The best way to use a retirement account for income in retirement varies based on both market conditions and your personal circumstances. Once you reach age 73, the IRS requires you start taking distributions from any traditional retirement accounts, such as a 401(k) or IRA. A financial advisor can help you calculate these required minimum distributions (RMDs) and use them strategically. Of course, RMDs are just one part of a comprehensive withdrawal strategy, and withdrawals are just one piece of the puzzle. We’ll also look at how the money in your retirement accounts is invested. The goal is to look for income-generating investments while also protecting, and potentially growing, your nest egg to ensure your money lasts. We can also consider your legacy goals: Do you want to preserve assets to pass on to family or your favorite charities? We look at your big picture financial goals to help figure out the best strategy for both withdrawing and investing in retirement.

Work

Many Reason Financial clients elect to work in retirement for reasons other than money. In fact, studies show choosing to work in retirement may improve both the mental and physical health of retirees, particularly in men. While electing to work in retirement has a financial benefit as well, the mental and physical benefits decrease or disappear entirely when the work is a financial necessity, versus voluntary. Ideally, working in retirement should be a “nice to have” option as a way to stay engaged and active.

Home equity

For many Americans, their home is their greatest asset.
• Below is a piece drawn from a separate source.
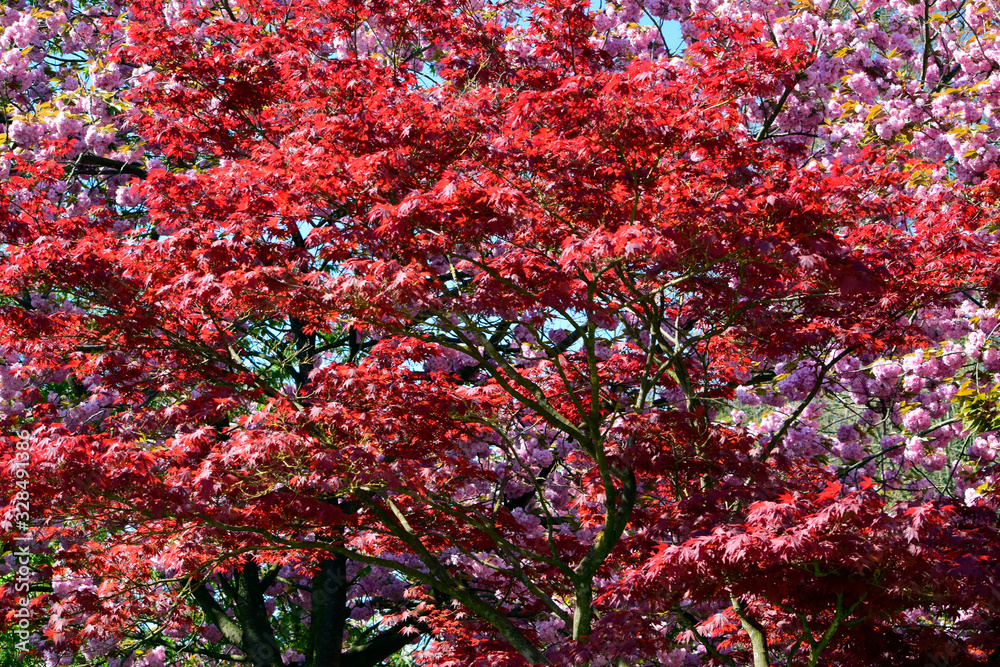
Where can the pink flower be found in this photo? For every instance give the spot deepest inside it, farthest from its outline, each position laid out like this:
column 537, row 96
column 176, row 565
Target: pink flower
column 916, row 420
If necessary, you may be able to use products, like reverse mortgages, cash-out refinances, and home equity loans, to access the value of your home. However, this should be a last resort, as this process involves risk with your home as collateral. For instance, if you have a reverse mortgage and fall behind on property taxes or home insurance, you could lose your home. The terms may also require you to remain living in the house, which can be problematic if you need to move to an assisted living facility down the road. An advisor can help you evaluate the risk.

Like many areas of financial planning, creating an income plan in retirement involves numerous puzzle pieces. At Reason Financial, we look at all of your potential income sources and your personal circumstances. We also consider the overall market and use models to test how your income strategy may perform in a variety of economic scenarios. Ultimately, our goal is to create a plan that funds both your life and legacy.